PAHO sent experts to Brazil and Colombia to work with authorities in handling the outbreak and its challenges, the first of many missions that would eventually cover most of the affected countries.
Then, on October 23, 2015, Brazil’s State of Pernambuco reported an unusual event: A substantial number of babies were born with microcephaly or heads far smaller than normal. Experts and researchers rushed to Recife to help authorities investigate the cause. As cases continued to increase, Brazil declared a national public health emergency on Nov. 11, 2015 due to rising microcephaly cases in three states in the Northeast: Pernambuco, Paraiba, and Rio Grande do Norte.
El Salvador, Guatemala, Paraguay, Venezuela and Mexico detected local transmission of Zika virus in November, and PAHO published a new Epidemiological Alert Dec 1, “Neurological syndrome, congenital malformations and Zika virus infection: implications for public health in the Americas.” It highlighted the increased congenital anomalies and neurological syndromes in Brazil, and recommended that authorities enhance surveillance of these, monitoring pregnant women and newborns with malformations in areas where Zika virus was circulating.
— Dress A Med (@dressamed) May 8, 2016
By the end of December, the Zika virus had spread to more countries and territories, including the first case in Puerto Rico. In January 2016 authorities in Central American, South American and Caribbean countries confirmed locally transmitted Zika cases.

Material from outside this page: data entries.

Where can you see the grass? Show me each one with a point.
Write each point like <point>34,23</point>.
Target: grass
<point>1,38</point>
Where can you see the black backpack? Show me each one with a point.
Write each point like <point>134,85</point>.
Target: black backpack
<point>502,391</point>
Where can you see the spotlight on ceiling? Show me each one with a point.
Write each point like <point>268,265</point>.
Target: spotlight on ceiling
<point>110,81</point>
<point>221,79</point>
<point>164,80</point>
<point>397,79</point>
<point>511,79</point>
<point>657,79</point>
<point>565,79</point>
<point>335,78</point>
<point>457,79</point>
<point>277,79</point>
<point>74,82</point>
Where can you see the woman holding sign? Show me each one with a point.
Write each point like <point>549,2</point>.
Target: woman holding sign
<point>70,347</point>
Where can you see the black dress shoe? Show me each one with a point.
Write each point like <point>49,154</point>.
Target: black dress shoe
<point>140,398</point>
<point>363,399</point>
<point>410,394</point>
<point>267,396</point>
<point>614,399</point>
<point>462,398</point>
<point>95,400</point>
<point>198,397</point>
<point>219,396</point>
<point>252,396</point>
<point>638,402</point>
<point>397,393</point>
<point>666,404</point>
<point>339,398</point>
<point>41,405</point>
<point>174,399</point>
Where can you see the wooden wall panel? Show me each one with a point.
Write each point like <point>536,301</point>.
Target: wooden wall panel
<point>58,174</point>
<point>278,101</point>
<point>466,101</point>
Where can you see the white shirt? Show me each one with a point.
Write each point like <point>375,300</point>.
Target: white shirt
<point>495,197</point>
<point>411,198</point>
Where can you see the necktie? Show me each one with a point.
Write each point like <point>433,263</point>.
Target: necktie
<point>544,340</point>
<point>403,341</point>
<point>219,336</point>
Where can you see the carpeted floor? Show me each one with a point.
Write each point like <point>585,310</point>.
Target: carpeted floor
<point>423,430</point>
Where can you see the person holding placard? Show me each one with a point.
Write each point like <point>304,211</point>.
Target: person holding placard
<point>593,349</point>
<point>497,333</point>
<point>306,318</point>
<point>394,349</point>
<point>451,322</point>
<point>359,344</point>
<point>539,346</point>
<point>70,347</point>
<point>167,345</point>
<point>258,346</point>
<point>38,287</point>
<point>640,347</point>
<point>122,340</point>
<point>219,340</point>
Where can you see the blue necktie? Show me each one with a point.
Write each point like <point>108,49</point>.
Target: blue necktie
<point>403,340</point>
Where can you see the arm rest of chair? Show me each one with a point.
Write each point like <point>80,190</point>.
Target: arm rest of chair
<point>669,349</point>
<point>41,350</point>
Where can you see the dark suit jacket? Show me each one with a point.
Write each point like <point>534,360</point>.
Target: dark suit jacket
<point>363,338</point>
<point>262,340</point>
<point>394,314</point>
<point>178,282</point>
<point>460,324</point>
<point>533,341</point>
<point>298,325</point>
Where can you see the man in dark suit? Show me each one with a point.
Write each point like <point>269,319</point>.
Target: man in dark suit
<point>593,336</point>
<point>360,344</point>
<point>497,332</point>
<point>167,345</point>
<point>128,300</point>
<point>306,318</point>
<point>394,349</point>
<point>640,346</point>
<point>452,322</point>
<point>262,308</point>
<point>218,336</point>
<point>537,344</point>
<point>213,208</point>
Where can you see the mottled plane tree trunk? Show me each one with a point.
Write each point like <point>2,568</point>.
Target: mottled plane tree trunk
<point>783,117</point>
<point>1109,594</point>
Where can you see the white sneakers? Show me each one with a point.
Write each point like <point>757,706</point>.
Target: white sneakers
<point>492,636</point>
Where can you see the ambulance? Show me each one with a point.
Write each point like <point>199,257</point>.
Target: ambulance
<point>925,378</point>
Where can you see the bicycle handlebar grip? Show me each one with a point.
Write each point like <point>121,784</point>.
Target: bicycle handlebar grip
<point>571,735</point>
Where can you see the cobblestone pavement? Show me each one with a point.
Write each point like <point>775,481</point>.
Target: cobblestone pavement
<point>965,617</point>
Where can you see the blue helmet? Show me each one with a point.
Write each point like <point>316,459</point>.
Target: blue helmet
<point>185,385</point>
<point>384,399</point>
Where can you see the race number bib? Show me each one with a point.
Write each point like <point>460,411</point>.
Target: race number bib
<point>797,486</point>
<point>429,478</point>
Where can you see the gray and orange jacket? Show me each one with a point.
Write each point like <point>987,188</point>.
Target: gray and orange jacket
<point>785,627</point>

Then WHO took a major step. Convening an Emergency Committee under the International health Regulations to look at everything public health authorities had learned so far about Zika and microcephaly, the WHO Director-General declared a “Public Health Emergency of International Concern” on Feb. 1, 2016. More staff and resources were mobilized, global experts consulted, and recommendations began to emerge on how to manage all aspects of the Zika Virus outbreak.
Another surprise was in the wings. On February 5, the US CDC reported a laboratory confirmed case of sexually transmitted Zika virus. Soon other countries confirmed cases of Zika virus being transmitted to sexual partners of infected persons, and research intensified.
Today, one year after the first alert, researchers are still scrambling to understand how a new virus could cause such severe damage in newborns in some areas but not others. They have learned an extraordinary amount but still have far to go. Cohort studies, case control studies and other research is proceeding at a rapid pace as health authorities brace to tackle any new surprises Zika could bring in the coming months. Meanwhile, publishers of medicine textbooks are rewriting their chapters on arboviruses to take account of the surprises the Zika virus outbreak in the Americas brought into the world.